Bringing back the Pebble watch

Pebble founder Eric Migicovsky wants to bring back the smartwatch his company invented. He wants to build a simple smartwatch with an e-paper screen that’s hackable, doesn’t do too much and has a long-lasting battery.

He doesn’t want to fix or upgrade the original Pebble because he says it still works just fine. Indeed, he still wears one, and has a boxful of spares.

I’d be a potential customer if they can get it working well with the iPhone. I love my Apple Watch, but I only use its most basic features: Notifications, weather, very basic fitness tracking, telling time and alarms.

I don’t do anything fancy with my Apple Watch, and I’d be happy with something that does a lot less, costs a lot less, and has much longer battery life.

Also, the Pebble was and still is a nice-looking watch. Cute and gadgety. Not a piece of fancy jewelry like a high-end mechanical watch, but it looks nice for everyday wear. Having one of those on your wrist brands you as a nerd, and you can instantly bond with fellow nerds.


How to Take Heart From What Really Worked in the First Resistance

Theda Skocpol at The New Republic:

Marches and lawsuits are fine, but the real wins over MAGA last time were powered by grassroots activists pushing from thousands of districts across the country.

Grassroots resisters successfully fought Trump during his first term by focusing on how policies hurt local communities and real people.


Mitchellaneous: Like a grain of sand in a vast desert


“You spend too much time reading…. You know more stuff that don’t make you money than anybody I know.”
Robert B. Parker, Mortal Stakes


I will get kicked out of the Apple nerd club for saying this: Usually, I write reports in Markdown and convert them to Word before submitting to my editors. But I’ve been writing a report in Microsoft Word today, and it’s fine. It’s easier than converting, which always needs a lot of manual fixing.


Leslie Nielsen and the Meaning of Life

Josh Marshall reflects on Leslie Nielsen’s transformation from a forgettable 1950s-era B-movie leading man to the star of “Airplane” and the Naked Gun movies.

It wasn’t just that Nielsen wasn’t a comedy actor.
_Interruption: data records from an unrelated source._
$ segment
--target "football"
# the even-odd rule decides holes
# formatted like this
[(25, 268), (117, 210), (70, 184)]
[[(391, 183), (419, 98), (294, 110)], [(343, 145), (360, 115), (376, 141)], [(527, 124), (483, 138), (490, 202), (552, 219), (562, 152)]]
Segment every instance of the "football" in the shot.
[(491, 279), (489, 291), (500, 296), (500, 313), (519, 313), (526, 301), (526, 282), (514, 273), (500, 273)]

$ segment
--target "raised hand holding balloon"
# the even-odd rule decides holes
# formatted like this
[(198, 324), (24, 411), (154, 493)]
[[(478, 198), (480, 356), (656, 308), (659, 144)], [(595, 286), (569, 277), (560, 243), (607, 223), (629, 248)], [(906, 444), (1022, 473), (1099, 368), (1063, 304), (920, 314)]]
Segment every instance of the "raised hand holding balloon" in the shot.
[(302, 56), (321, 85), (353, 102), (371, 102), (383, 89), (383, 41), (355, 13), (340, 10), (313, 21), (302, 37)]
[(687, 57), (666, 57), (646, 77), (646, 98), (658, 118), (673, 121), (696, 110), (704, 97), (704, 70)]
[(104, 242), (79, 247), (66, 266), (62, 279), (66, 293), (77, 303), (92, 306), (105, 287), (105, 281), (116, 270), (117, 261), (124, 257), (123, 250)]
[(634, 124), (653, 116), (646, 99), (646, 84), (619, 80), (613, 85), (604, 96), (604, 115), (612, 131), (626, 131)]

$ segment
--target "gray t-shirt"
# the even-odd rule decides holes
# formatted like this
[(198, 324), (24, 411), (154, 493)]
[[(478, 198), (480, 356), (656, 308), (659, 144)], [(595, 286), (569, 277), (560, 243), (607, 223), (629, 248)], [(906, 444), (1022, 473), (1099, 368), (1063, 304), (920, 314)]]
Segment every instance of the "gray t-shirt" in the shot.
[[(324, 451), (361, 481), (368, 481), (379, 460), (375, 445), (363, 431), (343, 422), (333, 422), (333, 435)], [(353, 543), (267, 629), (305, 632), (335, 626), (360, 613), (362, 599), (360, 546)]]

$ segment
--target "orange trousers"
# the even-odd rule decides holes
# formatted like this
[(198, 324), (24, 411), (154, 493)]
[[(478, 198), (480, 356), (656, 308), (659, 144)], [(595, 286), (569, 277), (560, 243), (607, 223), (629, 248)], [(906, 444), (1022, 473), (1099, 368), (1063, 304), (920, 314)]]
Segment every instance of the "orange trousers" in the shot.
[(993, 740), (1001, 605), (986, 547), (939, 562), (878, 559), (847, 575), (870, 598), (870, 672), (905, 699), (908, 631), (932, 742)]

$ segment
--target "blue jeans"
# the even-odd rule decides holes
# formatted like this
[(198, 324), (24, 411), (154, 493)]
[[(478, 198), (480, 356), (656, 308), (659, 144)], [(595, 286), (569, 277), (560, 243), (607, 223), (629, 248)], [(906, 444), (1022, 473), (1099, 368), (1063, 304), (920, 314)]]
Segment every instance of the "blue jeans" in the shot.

Nielsen specialized in a genre of mid-20th century American male screen roles from which all traces of comedy or irony were systematically removed through some chemical process in pre-production or earlier. He was the straightest of straight men. That’s what made his comedic roles – playing against that type or rather playing the same type in a world suddenly revealed as absurd – just magic.

There’s a great life lesson here about hope and the unknown, I’ve always thought, for those willing to see it, whatever our age. When Airplane! premiered, Nielsen was 54 years old, well into mid-life and at a stage when most of us are thinking more about what we have accomplished than what we will. It is certainly not like Nielsen had been any sort of professional failure in life. Far from it. He’d worked successfully as an actor for three decades. And yet not only was the story not over; it was really only beginning.

Years later, after his true calling as a comedic actor was widely recognized, he told an interviewer that rather than playing against type, comedy is what he’d always wanted to do. He just hadn’t had a chance. This makes me think of a gay man who only lets himself come out in the middle or late in life and yet still has a chance – enough time – to live as himself.

Very relevant to me personally. I’m at a time of life when most people are thinking about retiring and yet I feel I have so much to do!